Compared to the other approaches, the anterolateral (AL) approach is the least commonly used approach secondary to its violation of the hip abductor mechanism. The interval exploited includes that of the TFL and gluteus medius musculature; this may lead to a postoperative limp at the tradeoff of a theoretically decreased dislocation rate.

Lateral 

The lateral approach is also commonly used for hip replacement. The approach requires elevation of the hip abductors (gluteus medius and gluteus minimus) to access the joint. The abductors may be lifted up by osteotomy of the greater trochanter and reapplying it afterward using wires (as per Charnley) or may be divided at their tendinous portion, or through the functional tendon (as per Hardinge) and repaired using sutures. Although this approach has a lower dislocation risk than the posterior approach, critics note that occasionally the abductor’s muscles do not heal back on, leading to pain and weakness which is often very difficult to treat.
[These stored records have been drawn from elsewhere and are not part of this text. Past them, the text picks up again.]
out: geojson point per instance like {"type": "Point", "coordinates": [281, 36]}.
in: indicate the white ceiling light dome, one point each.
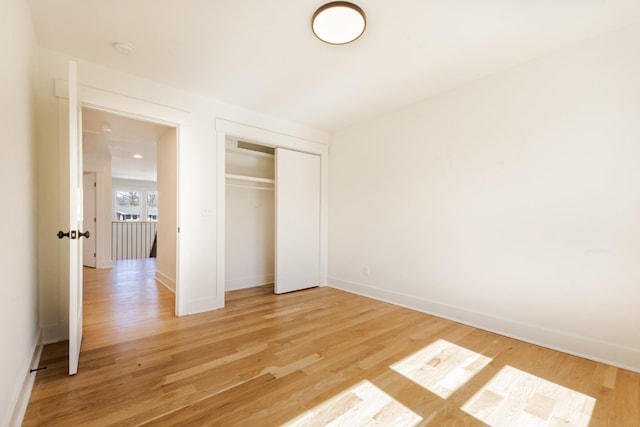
{"type": "Point", "coordinates": [338, 22]}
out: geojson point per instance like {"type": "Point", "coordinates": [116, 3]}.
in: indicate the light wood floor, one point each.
{"type": "Point", "coordinates": [308, 358]}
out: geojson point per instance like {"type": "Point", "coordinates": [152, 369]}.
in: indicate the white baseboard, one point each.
{"type": "Point", "coordinates": [581, 346]}
{"type": "Point", "coordinates": [22, 401]}
{"type": "Point", "coordinates": [247, 282]}
{"type": "Point", "coordinates": [54, 333]}
{"type": "Point", "coordinates": [166, 281]}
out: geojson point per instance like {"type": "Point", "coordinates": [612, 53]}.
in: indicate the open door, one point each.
{"type": "Point", "coordinates": [74, 232]}
{"type": "Point", "coordinates": [297, 202]}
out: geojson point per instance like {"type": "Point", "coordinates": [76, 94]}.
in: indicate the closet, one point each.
{"type": "Point", "coordinates": [272, 217]}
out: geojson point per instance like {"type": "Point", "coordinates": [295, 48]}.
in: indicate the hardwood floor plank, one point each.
{"type": "Point", "coordinates": [311, 356]}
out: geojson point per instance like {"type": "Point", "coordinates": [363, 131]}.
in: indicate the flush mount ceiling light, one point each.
{"type": "Point", "coordinates": [338, 22]}
{"type": "Point", "coordinates": [124, 48]}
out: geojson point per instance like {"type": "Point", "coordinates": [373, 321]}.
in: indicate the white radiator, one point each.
{"type": "Point", "coordinates": [131, 240]}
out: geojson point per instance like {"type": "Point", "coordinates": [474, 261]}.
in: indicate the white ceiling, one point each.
{"type": "Point", "coordinates": [262, 55]}
{"type": "Point", "coordinates": [125, 138]}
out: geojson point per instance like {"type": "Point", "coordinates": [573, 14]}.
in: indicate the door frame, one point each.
{"type": "Point", "coordinates": [138, 109]}
{"type": "Point", "coordinates": [93, 238]}
{"type": "Point", "coordinates": [232, 129]}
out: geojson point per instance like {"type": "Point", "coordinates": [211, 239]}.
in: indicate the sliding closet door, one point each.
{"type": "Point", "coordinates": [297, 203]}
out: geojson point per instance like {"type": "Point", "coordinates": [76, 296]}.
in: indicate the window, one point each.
{"type": "Point", "coordinates": [135, 205]}
{"type": "Point", "coordinates": [152, 206]}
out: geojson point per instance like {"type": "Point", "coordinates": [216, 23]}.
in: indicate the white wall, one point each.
{"type": "Point", "coordinates": [101, 165]}
{"type": "Point", "coordinates": [167, 208]}
{"type": "Point", "coordinates": [199, 286]}
{"type": "Point", "coordinates": [19, 329]}
{"type": "Point", "coordinates": [511, 203]}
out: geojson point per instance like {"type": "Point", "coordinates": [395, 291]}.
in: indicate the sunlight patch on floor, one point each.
{"type": "Point", "coordinates": [362, 404]}
{"type": "Point", "coordinates": [517, 398]}
{"type": "Point", "coordinates": [441, 367]}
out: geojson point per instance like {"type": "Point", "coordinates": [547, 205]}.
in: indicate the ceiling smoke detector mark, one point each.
{"type": "Point", "coordinates": [124, 48]}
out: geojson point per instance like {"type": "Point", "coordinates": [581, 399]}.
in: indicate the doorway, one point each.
{"type": "Point", "coordinates": [134, 163]}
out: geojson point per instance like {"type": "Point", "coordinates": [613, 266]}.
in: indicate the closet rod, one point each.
{"type": "Point", "coordinates": [251, 187]}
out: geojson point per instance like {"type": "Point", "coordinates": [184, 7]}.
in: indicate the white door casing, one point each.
{"type": "Point", "coordinates": [89, 219]}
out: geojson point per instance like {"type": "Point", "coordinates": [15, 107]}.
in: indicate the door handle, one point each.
{"type": "Point", "coordinates": [70, 234]}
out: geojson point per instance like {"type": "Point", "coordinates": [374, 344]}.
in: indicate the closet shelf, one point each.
{"type": "Point", "coordinates": [249, 178]}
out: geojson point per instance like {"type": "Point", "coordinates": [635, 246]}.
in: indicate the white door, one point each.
{"type": "Point", "coordinates": [73, 233]}
{"type": "Point", "coordinates": [89, 214]}
{"type": "Point", "coordinates": [297, 186]}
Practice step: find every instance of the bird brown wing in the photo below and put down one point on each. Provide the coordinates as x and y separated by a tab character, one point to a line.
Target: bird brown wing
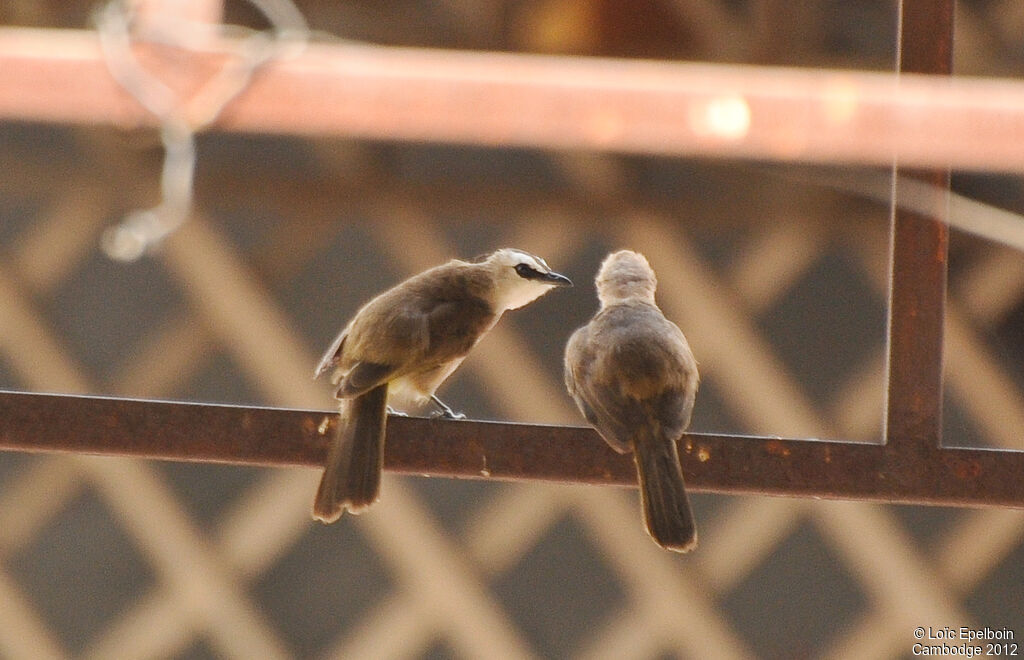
333	354
579	358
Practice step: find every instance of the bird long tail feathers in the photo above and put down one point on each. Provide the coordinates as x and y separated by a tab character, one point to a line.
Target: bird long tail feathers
663	494
352	472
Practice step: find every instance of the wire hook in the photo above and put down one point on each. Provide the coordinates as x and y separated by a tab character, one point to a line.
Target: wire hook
180	119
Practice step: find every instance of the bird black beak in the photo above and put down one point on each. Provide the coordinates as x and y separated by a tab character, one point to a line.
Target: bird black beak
557	279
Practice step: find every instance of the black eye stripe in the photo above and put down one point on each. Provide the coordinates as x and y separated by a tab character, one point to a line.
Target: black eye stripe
527	272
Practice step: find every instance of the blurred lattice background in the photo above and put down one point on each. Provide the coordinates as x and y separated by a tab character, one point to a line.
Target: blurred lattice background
779	283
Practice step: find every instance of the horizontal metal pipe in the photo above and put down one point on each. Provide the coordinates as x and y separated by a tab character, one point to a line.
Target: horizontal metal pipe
902	473
510	99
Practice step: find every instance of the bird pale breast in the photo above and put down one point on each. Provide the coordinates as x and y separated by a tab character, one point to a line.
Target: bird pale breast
412	321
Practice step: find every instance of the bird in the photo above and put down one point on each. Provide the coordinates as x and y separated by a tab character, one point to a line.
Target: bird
634	378
403	344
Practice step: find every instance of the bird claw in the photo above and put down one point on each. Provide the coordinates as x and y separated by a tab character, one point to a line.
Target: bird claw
445	412
448	414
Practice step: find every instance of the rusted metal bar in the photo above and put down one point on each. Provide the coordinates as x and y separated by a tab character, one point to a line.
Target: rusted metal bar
919	258
546	101
508	451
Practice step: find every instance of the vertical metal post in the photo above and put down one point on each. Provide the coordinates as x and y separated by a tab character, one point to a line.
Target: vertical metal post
920	256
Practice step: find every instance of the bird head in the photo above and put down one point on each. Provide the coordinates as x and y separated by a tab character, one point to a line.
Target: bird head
521	277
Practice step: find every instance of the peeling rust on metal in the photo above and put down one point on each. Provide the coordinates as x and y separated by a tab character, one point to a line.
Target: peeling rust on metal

Minimally invasive approaches

The dual incision approach and other minimally invasive surgery seek to reduce soft tissue damage by reducing the size of the incision. However, component positioning accuracy and visualization of the bone structures can be significantly impaired as the approaches get smaller. This can result in unintended fractures and soft tissue injury. The majority of current orthopedic surgeons use a “minimally invasive” approach compared to traditional approaches which were quite large comparatively.

Indications of Total Hip Arthroplasty

The most common indication for THA includes end-stage, symptomatic hip OA. In addition, hip ON, congenital hip disorders including hip dysplasia, and inflammatory arthritic conditions are not uncommon reasons for performing THA. Hip ON, on average, presents in the younger patient population (35 to 50 years of age) and accounts for approximately 10% of annual THAs [rx].

Total hip replacement is most commonly used to treat joint failure caused by osteoarthritis. Other indications include

  • Rheumatoid arthritis
  • Avascular necrosis
  • Traumatic arthritis
  • Protrusio acetabuli
  • Certain hip fractures
  • Benign and malignant bone tumors
  • Arthritis associated with Paget’s disease
  • Ankylosing spondylitis and juvenile rheumatoid arthritis.
  • The aims of the procedure are pain relief and improvement in hip function.
  • Hip replacement is usually considered only after other therapies, such as physical therapy and pain medications, have recently failed.